SciTS: Scientific Time Series Understanding and Generation with LLMs
Wen Wu, Ziyang Zhang, Liwei Liu, Xuenan Xu, Junlin Liu, Ke Fan, Qitan Lv, Jimin Zhuang, Chen Zhang, Zheqi Yuan, Siyuan Hou, Tianyi Lin, Kai Chen, Bowen Zhou, Chao Zhang
TL;DR
The paper tackles the challenge of scientific time series understanding and generation by introducing SciTS, a large-scale, cross-domain benchmark spanning 12 disciplines, 43 tasks, and over 50k samples, with both univariate and multivariate signals up to $10^7$ length and frequencies reaching $10$ MHz. It shows that conventional approaches that convert signals to text or images limit precision and scalability, and that general-purpose LLMs often generalise better than specialised time-series models. To address this, the authors propose TimeOmni, an LLM-based framework that explicitly models temporal dynamics via a Time Series Encoder with a routered patch-expert architecture and cross-attention to vocabulary embeddings, enabling both understanding and generation within a single framework compatible with standard LLM training.
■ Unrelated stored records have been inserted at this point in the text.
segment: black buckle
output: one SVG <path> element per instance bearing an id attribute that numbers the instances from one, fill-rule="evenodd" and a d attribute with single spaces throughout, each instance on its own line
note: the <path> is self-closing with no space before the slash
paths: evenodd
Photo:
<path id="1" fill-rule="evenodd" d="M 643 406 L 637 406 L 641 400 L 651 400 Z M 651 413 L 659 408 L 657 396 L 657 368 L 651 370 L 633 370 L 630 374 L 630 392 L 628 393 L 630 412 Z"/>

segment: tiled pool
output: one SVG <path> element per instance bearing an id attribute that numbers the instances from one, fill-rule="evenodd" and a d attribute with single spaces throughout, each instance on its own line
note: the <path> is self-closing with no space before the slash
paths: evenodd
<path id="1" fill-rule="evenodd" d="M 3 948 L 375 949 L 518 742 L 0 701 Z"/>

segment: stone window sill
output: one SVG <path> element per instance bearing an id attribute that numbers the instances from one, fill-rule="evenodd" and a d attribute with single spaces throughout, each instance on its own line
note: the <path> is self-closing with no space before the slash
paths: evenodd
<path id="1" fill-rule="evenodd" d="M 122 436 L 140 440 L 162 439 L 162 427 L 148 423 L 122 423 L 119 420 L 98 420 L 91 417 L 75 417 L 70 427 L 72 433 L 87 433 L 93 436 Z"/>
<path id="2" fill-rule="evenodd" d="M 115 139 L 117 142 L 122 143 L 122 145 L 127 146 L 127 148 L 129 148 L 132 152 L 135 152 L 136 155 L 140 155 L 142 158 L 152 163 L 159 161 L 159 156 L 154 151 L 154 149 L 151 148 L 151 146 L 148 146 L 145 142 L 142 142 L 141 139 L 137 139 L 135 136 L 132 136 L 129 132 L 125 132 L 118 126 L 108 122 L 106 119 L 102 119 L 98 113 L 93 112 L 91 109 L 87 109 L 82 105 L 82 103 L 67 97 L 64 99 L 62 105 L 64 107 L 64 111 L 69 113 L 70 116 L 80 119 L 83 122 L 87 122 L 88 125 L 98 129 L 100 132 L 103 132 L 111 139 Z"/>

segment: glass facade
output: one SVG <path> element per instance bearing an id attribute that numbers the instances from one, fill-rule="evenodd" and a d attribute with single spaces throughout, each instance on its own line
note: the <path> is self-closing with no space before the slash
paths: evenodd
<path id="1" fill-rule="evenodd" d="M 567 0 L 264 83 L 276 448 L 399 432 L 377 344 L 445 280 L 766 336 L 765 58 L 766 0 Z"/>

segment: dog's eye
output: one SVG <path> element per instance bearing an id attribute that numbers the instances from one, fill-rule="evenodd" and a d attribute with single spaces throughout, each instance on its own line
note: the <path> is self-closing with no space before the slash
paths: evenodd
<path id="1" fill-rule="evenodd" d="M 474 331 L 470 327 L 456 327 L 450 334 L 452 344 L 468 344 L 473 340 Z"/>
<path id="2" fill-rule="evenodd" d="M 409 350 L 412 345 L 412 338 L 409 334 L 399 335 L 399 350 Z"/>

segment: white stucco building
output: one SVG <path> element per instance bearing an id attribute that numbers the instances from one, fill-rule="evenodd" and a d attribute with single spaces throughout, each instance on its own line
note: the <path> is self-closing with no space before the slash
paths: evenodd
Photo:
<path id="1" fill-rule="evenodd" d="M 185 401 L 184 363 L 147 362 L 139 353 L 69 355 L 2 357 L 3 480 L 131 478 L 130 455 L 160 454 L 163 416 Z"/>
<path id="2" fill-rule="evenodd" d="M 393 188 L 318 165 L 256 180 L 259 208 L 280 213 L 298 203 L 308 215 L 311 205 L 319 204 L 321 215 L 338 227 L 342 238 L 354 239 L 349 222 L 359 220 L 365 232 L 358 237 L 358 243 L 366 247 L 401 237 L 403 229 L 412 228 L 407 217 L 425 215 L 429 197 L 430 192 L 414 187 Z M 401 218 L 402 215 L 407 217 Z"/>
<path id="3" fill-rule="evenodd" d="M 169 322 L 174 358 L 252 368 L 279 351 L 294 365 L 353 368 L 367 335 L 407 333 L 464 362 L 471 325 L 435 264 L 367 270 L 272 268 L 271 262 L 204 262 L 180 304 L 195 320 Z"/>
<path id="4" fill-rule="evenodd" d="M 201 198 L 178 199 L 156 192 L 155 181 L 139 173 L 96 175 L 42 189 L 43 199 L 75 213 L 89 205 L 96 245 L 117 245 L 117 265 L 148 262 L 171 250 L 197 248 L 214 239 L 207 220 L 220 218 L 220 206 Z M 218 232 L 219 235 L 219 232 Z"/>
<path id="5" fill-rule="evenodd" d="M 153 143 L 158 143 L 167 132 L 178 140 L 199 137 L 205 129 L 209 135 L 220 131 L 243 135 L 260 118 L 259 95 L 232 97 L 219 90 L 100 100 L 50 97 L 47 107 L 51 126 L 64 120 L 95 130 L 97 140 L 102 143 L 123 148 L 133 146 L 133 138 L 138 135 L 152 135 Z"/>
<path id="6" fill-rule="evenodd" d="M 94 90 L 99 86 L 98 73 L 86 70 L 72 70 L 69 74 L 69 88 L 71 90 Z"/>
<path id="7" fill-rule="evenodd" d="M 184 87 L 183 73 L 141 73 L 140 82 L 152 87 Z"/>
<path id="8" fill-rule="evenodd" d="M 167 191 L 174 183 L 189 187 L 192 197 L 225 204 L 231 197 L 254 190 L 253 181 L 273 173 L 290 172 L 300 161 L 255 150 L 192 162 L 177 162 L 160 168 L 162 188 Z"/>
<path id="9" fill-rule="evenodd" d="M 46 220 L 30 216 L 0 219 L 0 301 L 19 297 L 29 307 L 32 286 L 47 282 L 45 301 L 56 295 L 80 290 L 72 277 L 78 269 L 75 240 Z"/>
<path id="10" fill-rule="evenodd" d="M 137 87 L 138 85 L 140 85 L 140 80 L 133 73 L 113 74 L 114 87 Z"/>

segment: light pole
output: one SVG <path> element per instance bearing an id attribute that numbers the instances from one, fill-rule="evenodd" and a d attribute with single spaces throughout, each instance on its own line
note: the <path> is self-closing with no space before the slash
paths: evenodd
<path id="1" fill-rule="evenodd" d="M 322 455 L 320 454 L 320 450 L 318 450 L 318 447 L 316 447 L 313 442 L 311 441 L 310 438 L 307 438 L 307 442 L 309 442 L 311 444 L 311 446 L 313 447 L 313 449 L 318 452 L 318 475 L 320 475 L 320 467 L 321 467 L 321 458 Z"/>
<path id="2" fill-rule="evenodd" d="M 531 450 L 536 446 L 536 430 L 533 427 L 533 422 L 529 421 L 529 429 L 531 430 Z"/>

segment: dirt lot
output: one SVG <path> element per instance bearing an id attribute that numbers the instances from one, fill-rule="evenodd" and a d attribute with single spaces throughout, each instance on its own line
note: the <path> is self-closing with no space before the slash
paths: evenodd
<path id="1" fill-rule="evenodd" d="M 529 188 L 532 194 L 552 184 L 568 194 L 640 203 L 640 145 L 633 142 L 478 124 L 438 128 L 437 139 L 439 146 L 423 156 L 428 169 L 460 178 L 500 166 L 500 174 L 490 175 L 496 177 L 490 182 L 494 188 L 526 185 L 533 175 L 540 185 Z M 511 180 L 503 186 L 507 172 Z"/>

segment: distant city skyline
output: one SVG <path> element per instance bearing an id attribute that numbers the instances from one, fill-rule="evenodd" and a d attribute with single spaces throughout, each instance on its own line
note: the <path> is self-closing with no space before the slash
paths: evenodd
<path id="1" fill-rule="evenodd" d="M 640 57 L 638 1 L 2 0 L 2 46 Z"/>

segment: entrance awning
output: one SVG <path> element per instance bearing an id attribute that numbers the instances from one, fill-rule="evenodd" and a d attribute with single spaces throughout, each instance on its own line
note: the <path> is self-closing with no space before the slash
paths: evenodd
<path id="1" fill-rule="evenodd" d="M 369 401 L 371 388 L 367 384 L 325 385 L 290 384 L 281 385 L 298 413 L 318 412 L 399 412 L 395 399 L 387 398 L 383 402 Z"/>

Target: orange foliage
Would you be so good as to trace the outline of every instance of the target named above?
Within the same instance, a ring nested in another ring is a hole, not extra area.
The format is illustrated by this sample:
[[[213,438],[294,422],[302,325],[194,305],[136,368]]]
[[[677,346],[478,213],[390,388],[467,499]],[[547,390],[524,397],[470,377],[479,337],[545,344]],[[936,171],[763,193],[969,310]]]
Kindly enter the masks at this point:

Large-scale evaluation across 17 models demonstrates TimeOmni’s strong performance and full task coverage, highlighting the value of treating time series as a dedicated modality within LLMs for broad scientific applicability and discovery.
Abstract
The scientific reasoning ability of large language models (LLMs) has recently attracted significant attention. Time series, as a fundamental modality in scientific data, presents unique challenges that are often overlooked in current multimodal LLMs, which either encode numerical sequences as text or convert them into images. Such approaches may be insufficient for comprehensive scientific time series understanding and generation. Existing unified time series models typically specialise in either forecasting or analysis, and their effectiveness on non-periodic, heterogeneous scientific signals remains unclear. To address these gaps, we introduce SciTS, a benchmark spanning 12 scientific domains and 43 tasks, with over 50k+ instances, both univariate and multivariate signals ranging from $10^0$ to $10^7$ in length and up to 10~MHz in frequency. We benchmark 17 models, including text-only LLMs, multimodal LLMs, and unified time series models, and find that general-purpose LLMs exhibit stronger generalisability than specialised time series models, while representing time series as text or images limits their performance due to excessively long sequences and loss of numerical precision, respectively. We then introduce TimeOmni, a framework that equips LLMs with the ability to understand and generate time series while remaining compatible with general-purpose LLM training. This work fills a gap in both dedicated benchmarks and modelling frameworks for scientific time series, paving the way for LLMs to understand and generate complex temporal scientific data.